• 7 years ago
Hillary Clinton is advocating for an end to the Electoral College. In an interview promoting her new book 'What Happened,' she told CNN’s Anderson Cooper on Wednesday, “I think it needs to be eliminated."

Hillary Clinton is advocating for an end to the Electoral College.
In an interview promoting her new book 'What Happened,' she told CNN’s Anderson Cooper on Wednesday, “I think it needs to be eliminated. I’d like to see us move beyond it, yes.” 
“If you look at our recent history, we have had several candidates, nominees, who have won the popular vote and lost the electoral college. What does that say?" Clinton noted. "It says that an anachronism that was designed for another time no longer works."
“We’ve moved toward one person, one vote. That’s how we select winners," she added.

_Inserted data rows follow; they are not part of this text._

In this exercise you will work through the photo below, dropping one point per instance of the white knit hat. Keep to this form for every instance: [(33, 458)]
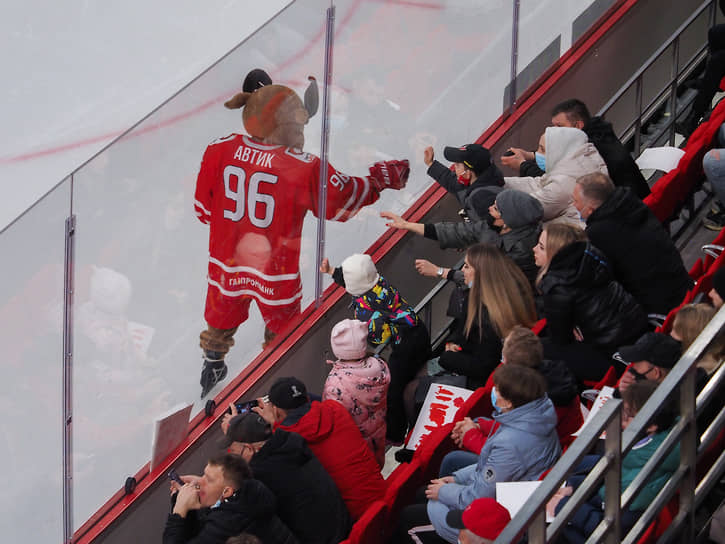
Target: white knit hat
[(359, 273), (349, 339)]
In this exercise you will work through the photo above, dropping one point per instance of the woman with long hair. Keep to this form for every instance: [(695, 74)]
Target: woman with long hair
[(588, 314), (499, 298)]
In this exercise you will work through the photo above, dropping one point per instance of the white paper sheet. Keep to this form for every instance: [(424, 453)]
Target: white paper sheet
[(660, 158)]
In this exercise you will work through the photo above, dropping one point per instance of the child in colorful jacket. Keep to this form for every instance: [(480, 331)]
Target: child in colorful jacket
[(389, 318), (360, 382)]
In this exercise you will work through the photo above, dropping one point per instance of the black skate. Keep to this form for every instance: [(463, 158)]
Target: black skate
[(213, 371)]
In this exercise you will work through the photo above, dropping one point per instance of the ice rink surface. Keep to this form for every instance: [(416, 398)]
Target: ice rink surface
[(406, 74)]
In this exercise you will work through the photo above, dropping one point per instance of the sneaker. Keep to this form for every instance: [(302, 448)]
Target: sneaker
[(211, 374), (714, 221)]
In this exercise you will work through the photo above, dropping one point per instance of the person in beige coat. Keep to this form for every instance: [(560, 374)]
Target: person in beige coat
[(567, 155)]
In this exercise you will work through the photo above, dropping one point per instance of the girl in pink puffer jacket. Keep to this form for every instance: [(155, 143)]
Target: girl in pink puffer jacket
[(359, 382)]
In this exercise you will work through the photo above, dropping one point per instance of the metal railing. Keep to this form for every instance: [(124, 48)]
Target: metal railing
[(683, 482)]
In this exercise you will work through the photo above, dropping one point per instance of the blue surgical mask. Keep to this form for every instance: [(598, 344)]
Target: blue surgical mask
[(494, 398)]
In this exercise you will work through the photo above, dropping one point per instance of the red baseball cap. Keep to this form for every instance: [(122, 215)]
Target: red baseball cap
[(483, 517)]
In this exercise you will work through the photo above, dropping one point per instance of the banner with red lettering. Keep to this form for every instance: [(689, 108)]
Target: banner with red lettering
[(440, 407)]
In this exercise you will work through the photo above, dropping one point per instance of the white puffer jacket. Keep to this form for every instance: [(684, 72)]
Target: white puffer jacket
[(569, 156)]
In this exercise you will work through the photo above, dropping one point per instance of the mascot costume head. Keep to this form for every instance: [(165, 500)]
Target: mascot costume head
[(274, 114)]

Clinton lost the presidential race by 70 electoral votes even though she tallied nearly three million more ballots than Republican opponent Donald Trump in the 2016 popular vote. 
“Trump was pretty close to having an optimal Electoral College strategy,” Nate Silver with the statistics site FiveThirtyEight attempted to explain the discrepancy in February.
He also faulted Clinton for her approach including spending too much time in close states like Ohio and North Carolina rather than what he called tipping-point states like Pennsylvania and for not campaigning in a broader range of states. 
According to the U.S. National Archives and Records Administration website, the Electoral College is a Constitutional process representing, “a compromise between election of the President by a vote in Congress and election of the President by a popular vote of qualified citizens.”